Why does the Covanta plan only require 39% of the trash tonnage that CRRA requires? Does the tip fee go down if the tonnage requirement is exceeded?

Anonymous said...

Covanta wants the plant for two reasons.

!. They would be crazy not to want it for $1.

2. With them owning the plant they can raise the tipping fee in the future and if the towns don't like it they can go find another provider at an even high price. Any offer from Covanta is like a cable television offer, great rate for a temporary period.

The town council has to look to the future, buy the plant and control our destiny. Just be sure that the price paid is based on a fair appraisal.

Anonymous said...

So, now the 30 Bowman family members are fighting to prevent Carlton Helming from turn over the BioFuel plant to Citizens Bank. What the hell legal right do they have to try to stop this. Citizens Bank loaned F&S 10 million and to have anyone try to deny them the ability to recover funds is unbelievable.

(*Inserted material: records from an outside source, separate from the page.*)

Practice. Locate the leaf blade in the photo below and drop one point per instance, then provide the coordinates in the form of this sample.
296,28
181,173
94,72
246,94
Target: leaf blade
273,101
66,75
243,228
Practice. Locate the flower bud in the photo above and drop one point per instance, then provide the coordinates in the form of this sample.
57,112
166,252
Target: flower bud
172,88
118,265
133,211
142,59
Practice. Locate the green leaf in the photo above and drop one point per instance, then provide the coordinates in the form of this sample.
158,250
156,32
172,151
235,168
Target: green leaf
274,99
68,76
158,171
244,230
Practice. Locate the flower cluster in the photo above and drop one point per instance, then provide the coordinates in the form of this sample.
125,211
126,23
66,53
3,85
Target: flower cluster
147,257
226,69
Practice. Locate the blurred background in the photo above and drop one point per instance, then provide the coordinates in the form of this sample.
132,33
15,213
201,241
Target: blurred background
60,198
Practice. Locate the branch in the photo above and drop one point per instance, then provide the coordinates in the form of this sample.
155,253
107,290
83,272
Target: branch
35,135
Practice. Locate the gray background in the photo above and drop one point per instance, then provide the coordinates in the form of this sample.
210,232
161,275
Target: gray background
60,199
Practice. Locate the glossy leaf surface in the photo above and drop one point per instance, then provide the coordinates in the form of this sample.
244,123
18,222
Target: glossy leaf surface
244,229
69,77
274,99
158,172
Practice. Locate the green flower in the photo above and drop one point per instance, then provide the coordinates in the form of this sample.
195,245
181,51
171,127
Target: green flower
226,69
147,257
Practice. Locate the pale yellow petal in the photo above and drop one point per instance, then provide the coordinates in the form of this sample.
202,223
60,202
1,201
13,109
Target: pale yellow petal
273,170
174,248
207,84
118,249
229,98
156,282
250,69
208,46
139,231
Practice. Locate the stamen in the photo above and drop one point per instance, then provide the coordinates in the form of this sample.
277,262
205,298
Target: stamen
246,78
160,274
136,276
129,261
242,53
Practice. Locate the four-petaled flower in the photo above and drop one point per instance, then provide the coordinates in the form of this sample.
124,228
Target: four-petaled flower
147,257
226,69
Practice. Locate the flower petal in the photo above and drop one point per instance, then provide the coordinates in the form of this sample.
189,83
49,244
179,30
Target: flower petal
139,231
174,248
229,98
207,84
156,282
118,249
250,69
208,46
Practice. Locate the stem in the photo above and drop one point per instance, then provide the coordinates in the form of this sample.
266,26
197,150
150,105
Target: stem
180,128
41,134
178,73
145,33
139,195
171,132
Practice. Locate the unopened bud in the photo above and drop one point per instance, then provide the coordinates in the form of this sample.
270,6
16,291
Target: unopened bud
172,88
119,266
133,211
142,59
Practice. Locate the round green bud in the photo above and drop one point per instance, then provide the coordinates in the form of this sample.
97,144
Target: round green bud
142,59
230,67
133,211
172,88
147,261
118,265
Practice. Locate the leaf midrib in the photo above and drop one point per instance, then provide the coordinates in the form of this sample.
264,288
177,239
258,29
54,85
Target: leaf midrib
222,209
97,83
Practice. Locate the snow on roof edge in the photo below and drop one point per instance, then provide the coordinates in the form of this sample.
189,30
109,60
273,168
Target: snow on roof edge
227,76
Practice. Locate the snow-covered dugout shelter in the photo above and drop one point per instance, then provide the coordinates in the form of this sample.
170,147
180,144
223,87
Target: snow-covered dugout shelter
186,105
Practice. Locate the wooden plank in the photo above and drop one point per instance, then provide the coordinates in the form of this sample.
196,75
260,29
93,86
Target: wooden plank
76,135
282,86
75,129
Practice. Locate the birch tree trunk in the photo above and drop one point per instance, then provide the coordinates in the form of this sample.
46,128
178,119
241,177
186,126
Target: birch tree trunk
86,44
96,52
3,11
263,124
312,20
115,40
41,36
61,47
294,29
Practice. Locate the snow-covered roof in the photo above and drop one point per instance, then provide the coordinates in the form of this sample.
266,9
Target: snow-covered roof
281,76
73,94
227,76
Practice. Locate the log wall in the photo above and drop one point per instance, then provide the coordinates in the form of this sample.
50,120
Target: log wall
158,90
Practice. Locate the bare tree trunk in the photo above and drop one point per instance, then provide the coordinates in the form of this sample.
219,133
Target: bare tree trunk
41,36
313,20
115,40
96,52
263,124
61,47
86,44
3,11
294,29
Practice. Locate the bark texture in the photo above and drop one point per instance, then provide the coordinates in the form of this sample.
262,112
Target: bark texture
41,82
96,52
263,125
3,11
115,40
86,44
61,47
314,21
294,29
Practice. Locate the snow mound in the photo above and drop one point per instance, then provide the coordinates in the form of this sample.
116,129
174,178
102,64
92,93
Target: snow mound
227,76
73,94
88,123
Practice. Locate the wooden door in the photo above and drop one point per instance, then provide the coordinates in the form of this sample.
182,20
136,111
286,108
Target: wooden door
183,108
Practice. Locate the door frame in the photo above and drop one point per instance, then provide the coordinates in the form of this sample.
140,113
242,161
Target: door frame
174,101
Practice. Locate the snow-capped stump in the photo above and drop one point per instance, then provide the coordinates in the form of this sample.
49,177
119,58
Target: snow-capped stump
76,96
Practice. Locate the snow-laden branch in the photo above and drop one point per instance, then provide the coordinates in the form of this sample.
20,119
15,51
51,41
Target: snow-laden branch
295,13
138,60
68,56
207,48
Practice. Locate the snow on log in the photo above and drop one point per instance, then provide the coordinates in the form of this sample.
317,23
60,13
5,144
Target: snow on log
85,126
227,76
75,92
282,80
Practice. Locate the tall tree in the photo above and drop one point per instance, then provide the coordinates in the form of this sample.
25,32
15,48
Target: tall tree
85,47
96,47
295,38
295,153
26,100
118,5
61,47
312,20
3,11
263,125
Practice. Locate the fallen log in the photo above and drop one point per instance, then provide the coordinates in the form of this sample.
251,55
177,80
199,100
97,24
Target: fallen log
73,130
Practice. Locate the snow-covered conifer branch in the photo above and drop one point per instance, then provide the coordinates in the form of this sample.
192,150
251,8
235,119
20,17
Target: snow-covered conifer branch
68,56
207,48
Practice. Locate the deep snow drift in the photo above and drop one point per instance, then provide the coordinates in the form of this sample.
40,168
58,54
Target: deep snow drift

They have done everything to prevent the lien holders and customers from getting some of their money returned by the sale of this plant. How can anyone trust people like this?

Let's hope Citizens Bank wins and removes everything of value from this site. The Bowmans should not be rewarded for their lack of cooperation.

Anonymous said...

It's interesting that CRRA didn't move to take over the plant until after the election. I think the main purpose of this organization now is to provide good incomes to a few connected people.

Tom Gaffey, our senator, has done O'K there.

If the CRRA buys the plant, it will help protect the incomes of these people and maybe that is why the CRRA rate is higher.